Only on the surface do Phil Lord and Chris Miller — co-directors of the PG-animation Cloudy with a Chance of Meatballs — seem ill matched to the frantic, foulmouthed R-rated comedy of 21 Jump Street.

This big-screen update of the late-’80s TV drama — about twentysomething cops undercover as high school students — is shepherded by Jonah Hill (who stars, executive produces and shares a story credit). The film is not at all interested in the series’ brooding melodrama, so why not hire a directorial duo poised to pull off live-action Looney Tunes elasticity? Quite a bit of Jump is brazen, brash and blustery. Too bad it’s not more of a blast to watch.

Michael Bacall’s script too often restricts the anarchic energy Lord and Miller seem anxious to unleash. In its place are the same boring bits from the very sorts of movies Jump seeks to satirize. Not even this cacophonous comedy can shred the slavish laws of love interests and misunderstandings between pals. Honestly, Cloudy tweaked genre conventions with greater wit, verve and punch. Perhaps Lord and Miller, who wrote that film, should’ve gotten a crack at penning this one. 

After a promising start, Jump wastes many profane breaths trying to be persuasively zany. But only a freeway chase involving strangely non-combustible combustibles and a climactic three-limo shootout hit crazy-good heights of poking fun at overblown cop movies. Cut from the same cloth, both Hot Fuzz and The Other Guys fared better.

It should also more regularly blast its secret weapon named Channing Tatum.

Yes, that Channing Tatum.

Tatum was a daft, daffy slab of beef in 2011’s The Dilemma. However, nothing he’s done suggests much skill at slapstick, deadpan, double takes or zingers. (Unfairly, some say nothing Tatum has done suggests much skill period.) Here, he’s a reliable riot in every scene, often outshining Hill’s growing-stale brand of frenzied shouting. With at least five gutbusters to call his own in Jump, Tatum gives a breakout performance even if the film never quite breaks out.

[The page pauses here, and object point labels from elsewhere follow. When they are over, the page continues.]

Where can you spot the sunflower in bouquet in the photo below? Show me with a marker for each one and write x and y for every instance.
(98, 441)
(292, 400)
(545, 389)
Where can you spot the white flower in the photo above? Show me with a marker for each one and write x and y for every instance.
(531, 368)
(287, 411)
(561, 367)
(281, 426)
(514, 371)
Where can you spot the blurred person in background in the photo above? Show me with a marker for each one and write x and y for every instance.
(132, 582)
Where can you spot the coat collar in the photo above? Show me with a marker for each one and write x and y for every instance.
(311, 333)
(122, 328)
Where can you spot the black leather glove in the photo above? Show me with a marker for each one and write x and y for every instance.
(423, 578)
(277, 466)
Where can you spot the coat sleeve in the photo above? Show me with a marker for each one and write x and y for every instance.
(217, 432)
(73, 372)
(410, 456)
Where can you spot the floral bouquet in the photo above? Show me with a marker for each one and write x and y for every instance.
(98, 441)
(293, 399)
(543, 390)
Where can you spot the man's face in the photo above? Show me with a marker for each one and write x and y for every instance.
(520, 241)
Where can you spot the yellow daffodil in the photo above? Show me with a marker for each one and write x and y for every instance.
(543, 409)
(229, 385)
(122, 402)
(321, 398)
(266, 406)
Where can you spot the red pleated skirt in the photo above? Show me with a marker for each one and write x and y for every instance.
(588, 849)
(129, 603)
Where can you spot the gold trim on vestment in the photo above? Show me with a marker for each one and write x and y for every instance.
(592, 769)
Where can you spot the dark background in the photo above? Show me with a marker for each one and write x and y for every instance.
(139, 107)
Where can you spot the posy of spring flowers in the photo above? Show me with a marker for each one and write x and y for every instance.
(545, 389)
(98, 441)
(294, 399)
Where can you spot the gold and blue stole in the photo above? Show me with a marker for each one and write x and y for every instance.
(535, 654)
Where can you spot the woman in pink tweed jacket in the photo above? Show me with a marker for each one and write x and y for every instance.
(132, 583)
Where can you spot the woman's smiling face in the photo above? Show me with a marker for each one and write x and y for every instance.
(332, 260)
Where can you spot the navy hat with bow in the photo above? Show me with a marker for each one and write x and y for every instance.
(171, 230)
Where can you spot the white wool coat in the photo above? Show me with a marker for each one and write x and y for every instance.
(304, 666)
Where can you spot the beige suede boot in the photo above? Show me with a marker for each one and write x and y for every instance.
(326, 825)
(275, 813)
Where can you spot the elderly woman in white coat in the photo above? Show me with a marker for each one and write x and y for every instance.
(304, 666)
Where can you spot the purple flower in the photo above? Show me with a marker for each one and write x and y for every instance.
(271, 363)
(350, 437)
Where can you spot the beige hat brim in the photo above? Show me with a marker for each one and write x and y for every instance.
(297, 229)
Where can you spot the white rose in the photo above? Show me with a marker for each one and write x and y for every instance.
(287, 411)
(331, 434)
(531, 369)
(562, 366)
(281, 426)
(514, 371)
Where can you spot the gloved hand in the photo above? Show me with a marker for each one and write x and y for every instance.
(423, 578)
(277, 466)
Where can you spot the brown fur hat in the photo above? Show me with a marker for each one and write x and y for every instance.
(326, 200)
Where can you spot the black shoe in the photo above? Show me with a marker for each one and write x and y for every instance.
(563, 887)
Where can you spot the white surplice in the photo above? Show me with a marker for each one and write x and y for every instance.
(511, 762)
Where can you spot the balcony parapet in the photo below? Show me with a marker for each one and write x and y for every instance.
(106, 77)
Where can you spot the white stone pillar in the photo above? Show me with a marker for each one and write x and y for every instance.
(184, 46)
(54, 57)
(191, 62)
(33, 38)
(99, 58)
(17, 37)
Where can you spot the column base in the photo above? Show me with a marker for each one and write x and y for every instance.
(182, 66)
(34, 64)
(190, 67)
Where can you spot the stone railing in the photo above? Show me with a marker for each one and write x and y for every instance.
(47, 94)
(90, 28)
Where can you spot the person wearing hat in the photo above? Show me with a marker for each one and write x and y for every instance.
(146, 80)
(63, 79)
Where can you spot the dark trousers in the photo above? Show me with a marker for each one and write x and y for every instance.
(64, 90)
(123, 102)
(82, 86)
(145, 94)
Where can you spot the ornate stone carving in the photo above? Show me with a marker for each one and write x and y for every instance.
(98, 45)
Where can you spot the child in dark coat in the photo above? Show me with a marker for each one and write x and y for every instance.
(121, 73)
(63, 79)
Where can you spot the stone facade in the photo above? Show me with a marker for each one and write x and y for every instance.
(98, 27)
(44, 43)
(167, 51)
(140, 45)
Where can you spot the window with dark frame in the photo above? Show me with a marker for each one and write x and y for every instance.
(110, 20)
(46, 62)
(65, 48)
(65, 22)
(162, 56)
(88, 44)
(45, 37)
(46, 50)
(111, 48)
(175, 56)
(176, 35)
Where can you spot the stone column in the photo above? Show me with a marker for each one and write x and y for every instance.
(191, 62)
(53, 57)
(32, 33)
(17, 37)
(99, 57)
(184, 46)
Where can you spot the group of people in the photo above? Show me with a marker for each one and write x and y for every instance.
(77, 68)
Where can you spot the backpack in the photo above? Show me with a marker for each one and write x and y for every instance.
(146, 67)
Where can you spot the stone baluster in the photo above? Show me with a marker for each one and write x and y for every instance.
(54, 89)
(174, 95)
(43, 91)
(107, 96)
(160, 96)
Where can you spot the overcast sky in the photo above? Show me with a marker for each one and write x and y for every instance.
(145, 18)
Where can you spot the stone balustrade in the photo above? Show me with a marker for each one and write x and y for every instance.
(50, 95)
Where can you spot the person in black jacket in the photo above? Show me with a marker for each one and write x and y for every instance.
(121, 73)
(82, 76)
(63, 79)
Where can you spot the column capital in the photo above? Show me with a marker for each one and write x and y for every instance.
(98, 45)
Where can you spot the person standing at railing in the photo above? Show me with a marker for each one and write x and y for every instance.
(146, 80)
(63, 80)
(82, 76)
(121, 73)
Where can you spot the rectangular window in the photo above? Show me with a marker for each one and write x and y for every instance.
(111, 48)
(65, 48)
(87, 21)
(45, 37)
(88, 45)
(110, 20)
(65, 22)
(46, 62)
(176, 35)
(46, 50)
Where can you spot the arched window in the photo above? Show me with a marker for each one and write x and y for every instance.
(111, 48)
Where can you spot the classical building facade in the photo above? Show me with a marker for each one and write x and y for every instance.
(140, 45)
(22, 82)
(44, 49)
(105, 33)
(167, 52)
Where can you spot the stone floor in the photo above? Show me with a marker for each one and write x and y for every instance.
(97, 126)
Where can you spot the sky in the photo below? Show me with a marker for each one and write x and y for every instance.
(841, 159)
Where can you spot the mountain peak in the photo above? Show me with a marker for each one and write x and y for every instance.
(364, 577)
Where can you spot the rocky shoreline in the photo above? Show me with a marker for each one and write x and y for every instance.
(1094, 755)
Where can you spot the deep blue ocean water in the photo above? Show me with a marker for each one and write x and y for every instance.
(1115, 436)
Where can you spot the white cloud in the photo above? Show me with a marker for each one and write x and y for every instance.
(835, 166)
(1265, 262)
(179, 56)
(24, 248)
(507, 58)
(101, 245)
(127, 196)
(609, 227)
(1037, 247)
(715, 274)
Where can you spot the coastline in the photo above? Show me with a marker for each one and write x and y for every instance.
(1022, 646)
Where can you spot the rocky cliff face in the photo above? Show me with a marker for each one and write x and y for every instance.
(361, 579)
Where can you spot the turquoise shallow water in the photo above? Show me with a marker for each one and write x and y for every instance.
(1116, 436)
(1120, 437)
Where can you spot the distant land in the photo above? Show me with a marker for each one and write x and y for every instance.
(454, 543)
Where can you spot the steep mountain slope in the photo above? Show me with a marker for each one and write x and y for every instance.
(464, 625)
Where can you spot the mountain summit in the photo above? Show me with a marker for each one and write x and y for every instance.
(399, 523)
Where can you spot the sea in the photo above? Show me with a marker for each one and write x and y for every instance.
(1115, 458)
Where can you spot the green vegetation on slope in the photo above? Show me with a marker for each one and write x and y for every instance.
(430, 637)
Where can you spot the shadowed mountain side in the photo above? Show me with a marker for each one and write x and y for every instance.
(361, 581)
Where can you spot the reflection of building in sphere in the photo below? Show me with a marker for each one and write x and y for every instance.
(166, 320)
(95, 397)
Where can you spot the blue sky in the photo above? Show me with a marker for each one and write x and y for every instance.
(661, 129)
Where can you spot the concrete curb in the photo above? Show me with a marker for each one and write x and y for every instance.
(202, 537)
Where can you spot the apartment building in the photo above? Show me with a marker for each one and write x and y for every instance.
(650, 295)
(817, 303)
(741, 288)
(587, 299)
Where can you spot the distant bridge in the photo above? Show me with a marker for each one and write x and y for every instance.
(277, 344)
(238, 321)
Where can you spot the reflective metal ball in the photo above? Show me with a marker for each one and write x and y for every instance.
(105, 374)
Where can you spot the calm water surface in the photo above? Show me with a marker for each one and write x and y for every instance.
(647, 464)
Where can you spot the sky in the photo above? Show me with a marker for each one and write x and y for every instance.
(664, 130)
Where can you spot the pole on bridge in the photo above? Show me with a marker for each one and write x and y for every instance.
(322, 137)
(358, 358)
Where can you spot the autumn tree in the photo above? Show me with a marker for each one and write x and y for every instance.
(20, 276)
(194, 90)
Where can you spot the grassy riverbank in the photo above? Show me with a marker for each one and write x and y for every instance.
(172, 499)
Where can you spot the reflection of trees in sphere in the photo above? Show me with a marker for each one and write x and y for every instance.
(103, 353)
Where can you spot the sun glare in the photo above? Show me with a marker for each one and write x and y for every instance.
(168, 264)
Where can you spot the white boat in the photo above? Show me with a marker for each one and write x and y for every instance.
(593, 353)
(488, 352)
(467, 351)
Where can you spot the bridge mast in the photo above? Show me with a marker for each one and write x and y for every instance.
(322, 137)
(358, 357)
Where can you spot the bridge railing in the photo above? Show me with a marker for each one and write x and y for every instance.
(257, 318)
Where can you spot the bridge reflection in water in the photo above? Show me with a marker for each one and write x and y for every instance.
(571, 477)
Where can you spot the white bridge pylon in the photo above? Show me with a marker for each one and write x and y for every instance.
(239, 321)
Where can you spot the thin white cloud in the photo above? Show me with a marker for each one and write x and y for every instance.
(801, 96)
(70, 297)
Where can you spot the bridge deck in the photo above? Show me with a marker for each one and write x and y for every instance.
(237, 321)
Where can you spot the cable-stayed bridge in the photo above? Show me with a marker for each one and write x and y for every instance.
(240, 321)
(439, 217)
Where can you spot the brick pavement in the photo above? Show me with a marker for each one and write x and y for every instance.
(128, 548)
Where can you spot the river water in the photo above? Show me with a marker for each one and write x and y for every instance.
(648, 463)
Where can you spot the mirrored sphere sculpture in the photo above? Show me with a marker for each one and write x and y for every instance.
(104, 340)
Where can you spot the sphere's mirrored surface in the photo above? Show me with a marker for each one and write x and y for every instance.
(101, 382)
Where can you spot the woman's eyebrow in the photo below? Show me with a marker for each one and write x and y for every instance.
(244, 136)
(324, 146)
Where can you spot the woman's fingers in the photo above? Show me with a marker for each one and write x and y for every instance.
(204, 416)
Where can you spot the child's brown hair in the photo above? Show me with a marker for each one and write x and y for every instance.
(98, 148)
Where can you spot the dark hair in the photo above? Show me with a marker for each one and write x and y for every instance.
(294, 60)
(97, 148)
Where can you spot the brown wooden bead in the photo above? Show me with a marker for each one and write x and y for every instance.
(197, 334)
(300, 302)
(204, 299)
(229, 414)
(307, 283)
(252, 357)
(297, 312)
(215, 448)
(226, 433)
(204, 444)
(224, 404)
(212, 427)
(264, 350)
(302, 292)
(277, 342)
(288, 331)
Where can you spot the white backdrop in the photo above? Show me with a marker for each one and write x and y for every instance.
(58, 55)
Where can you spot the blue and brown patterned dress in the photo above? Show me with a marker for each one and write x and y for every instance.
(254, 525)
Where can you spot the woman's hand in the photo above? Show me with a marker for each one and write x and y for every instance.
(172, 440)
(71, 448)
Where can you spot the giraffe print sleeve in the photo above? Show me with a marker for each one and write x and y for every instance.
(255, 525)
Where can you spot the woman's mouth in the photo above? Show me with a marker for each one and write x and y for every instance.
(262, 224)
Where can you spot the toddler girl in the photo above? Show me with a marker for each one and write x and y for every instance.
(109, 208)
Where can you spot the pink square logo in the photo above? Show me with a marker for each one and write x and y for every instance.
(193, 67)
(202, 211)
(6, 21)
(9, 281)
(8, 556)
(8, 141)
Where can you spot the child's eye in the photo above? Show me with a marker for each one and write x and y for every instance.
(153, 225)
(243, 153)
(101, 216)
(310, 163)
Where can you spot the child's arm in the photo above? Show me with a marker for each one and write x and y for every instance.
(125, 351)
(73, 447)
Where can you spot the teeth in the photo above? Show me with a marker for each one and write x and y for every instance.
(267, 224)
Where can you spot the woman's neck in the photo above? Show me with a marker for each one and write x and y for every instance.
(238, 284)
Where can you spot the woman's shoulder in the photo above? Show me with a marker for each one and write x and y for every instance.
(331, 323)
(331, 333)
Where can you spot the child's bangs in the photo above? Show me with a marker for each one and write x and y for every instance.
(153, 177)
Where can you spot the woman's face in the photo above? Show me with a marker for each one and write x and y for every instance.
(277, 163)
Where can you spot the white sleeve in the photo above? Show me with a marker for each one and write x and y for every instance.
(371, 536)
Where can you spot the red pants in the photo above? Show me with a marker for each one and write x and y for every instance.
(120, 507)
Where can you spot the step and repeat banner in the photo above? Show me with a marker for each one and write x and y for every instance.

In a brief prologue, bleached-blond, brace-faced Schmidt (Hill) barely works up the nerve to ask his high school’s resident hot girl to prom, only to be shot down by her and mocked by Jenko (Tatum) — a longhaired jock who will just barely graduate.

Seven years later, Jenko and Schmidt reunite at a police academy. Schmidt struggles with the physical fitness. Jenko struggles with the mental aptitude. Free of high school’s petty hierarchy, each gives the other a hand to graduate.

But bike patrol at a lakeside park is not the law-enforcement badassery they envisioned. There’s no way a flashing set of cherries on a Schwinn is ever intimidating. Almost in spite of themselves, Jenko and Schmidt make a major drug bust that seems a ticket to bigger, badder beats. But Jenko’s inability to properly read Miranda rights gets the case tossed out.

They’re unceremoniously transferred to the titular division — newly resurrected after a long hiatus — and tasked to track drug dealers. As their hotheaded captain, Ice Cube introduces the case with the film’s funniest moment of sick-burn satire.

The drug is called HFS — short for Holy Fucking Shit, as in users’ response to the high — and it’s running rampant in high schools. As often shouted by Cube, the mission is simple: Infiltrate the dealers and identify the supplier.

Seems easy enough until dim Jenko confuses their false identities, casting himself as a straight-A student and Schmidt as the effortlessly cool athlete and drama star.

Soon, these cops — and the movie — begin wasting too much time on their social lives. Schmidt woos a free-spirit senior (Brie Larson) and wins cool points with head dealer Eric (Dave Franco, James’ brother). Meanwhile, Jenko learns to get along with his gaggle of geek friends.

Jump isn’t without fun, winking touches. Connoisseurs of 1990s action will recognize lovingly repurposed strains of The Rock in Mark Mothersbaugh’s score, which is in on the joke. Nick Offerman (of Parks and Recreation) fires off a nice quip about how the 21 Jump Street division is just “recycling shit from the past.”

But its shortcomings are summed up in a scene when Eric enlists Jenko and Schmidt to be his gun-toting personal security. Not knowing they’re cops, Eric lets them try a little target practice because he thinks they’ve never fired a gun. Do you think they try to miss, but inadvertently end up hitting the bottles and cans every time? No. Instead, they immediately tear up the targets like the dead shots they are, and the scene just dies.

Frenetic and loud can be funny on its own. But it requires either the finesse to be smart about playing stupid or sheer, balls-out craziness. Rather disappointingly, 21 Jump Street has a hard time choosing between either destination and takes too long to find its way.